Director: James Cameron
Screenplay: James Cameron
Starring: Leonardo DiCaprio, Kate Winslet, Billy Zane, Kathy Bates, Frances Fisher, Bernard Hill, Jonathan Hyde, Danny Nucci, David Warner, Bill Paxton
Runtime: 195 Minutes
Original UK Release: 1998
Titanic is one of the last great Hollywood epics of the 20th century, and quite simply one of its greatest; a timeless and awe-inspiring technological wonder.
Although its central narrative is a fairly run-of-the-mill love story concerning the collision of classes and forbidden romance between Jack Dawson (Leonardo DiCaprio) and Rose DeWitt Bukate (Kate Winslet), writer/director James Cameron manages to sprawl its pallet across its enormous running time into something of extraordinary intercity and power.
While the characters fit their archetypes across the board, they’re cast and performed perfectly to near stunt cast levels of brilliance. DiCaprio and Winslet share the screen with faultless beauty, energy and charisma, keeping the emotional anchor of the story secure with a strong sense of chemistry and understanding of their roles and positions. Jack might lack any distinct flaws of any kind but it’s hard to notice that while he’s captivating the eye in every frame as it swoons over his boyish good looks. Rose is really the central character, and Winslet’s ferocious performance is deeply satisfying and emotional. Her arc is the strongest and most robustly structured, and her transformation into a near action heroine in the vein of Ellen Ripley or Sarah Connor is seamlessly drawn.
But supporting roles from the likes of Billy Zane, Kathy Bates and Frances Fisher – to name just a few – have their moments of subtlety that shine through, in particular, a brilliantly on-the-nose metaphor involving a corset with Fisher. It’s the time we spend with them in the first half that makes it all the more devastating when it all goes wrong.

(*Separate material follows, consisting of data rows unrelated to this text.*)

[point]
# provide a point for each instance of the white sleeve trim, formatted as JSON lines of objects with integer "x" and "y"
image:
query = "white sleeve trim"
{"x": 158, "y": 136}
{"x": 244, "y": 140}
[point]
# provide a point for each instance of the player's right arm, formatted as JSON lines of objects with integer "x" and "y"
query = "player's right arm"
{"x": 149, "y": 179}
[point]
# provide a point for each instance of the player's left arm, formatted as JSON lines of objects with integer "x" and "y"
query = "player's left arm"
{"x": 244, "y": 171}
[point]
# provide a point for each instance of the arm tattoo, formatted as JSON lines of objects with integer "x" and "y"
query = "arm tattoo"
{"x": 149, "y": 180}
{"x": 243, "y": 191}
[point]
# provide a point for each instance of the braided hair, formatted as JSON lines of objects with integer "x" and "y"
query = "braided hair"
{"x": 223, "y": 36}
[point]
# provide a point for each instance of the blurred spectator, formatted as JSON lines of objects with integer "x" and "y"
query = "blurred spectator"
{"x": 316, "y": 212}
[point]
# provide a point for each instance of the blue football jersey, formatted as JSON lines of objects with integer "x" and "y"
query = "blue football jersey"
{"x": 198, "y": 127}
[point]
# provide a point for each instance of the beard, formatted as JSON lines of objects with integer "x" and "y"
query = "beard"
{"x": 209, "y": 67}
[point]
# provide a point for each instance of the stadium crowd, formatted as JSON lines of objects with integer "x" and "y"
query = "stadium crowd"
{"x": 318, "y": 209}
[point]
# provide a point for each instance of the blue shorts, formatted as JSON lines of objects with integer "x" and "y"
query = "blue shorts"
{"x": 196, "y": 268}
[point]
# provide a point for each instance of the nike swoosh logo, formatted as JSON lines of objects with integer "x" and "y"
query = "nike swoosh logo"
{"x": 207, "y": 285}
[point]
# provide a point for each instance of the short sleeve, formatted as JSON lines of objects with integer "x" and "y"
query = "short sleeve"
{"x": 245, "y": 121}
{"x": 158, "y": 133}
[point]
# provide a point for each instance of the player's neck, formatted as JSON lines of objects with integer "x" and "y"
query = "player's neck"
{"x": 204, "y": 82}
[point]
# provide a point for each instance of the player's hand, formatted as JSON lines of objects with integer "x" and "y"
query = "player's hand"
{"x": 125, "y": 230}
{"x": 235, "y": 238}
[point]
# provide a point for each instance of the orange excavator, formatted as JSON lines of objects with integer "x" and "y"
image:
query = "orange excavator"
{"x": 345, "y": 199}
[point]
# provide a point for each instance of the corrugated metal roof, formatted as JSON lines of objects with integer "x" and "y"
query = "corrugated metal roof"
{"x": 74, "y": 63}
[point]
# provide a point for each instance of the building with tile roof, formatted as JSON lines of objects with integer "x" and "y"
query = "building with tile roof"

From the halfway mark, the stodgy but well executed social commentary gives way to an overwhelming sensory experience unlike any other. Since the early 90s, Cameron has been more of a technical engineer than a filmmaker; crafting incredible technical monoliths within the medium and putting all the money up on screen in the most digestible format possible. It’s a film that seamlessly blends the pioneering efforts of digital effects artists and miniature models the perfectly recreate the RMS Titanic throughout. Match that with the physical stunts and water rushing spectacle later on, and the film transforms from an extravagant period piece into one of the most elaborate and comprehensive disaster movies ever made – moving with a breakneck pace held up by our commitment to its characters.
The story is rather trite when it’s boiled down, with an unnecessarily heavy framing device in the present day with Bill Paxton that drops in and out of the narrative, but it works because of the clear amount of passion on screen and its dedication to the modern research into the sinking of the famous ship. The scope is massive, its imagery breathtaking, and its action sequences tense and frighteningly sad to witness – all the while James Horner’s unrelentingly commanding score bellows over every dramatic beat.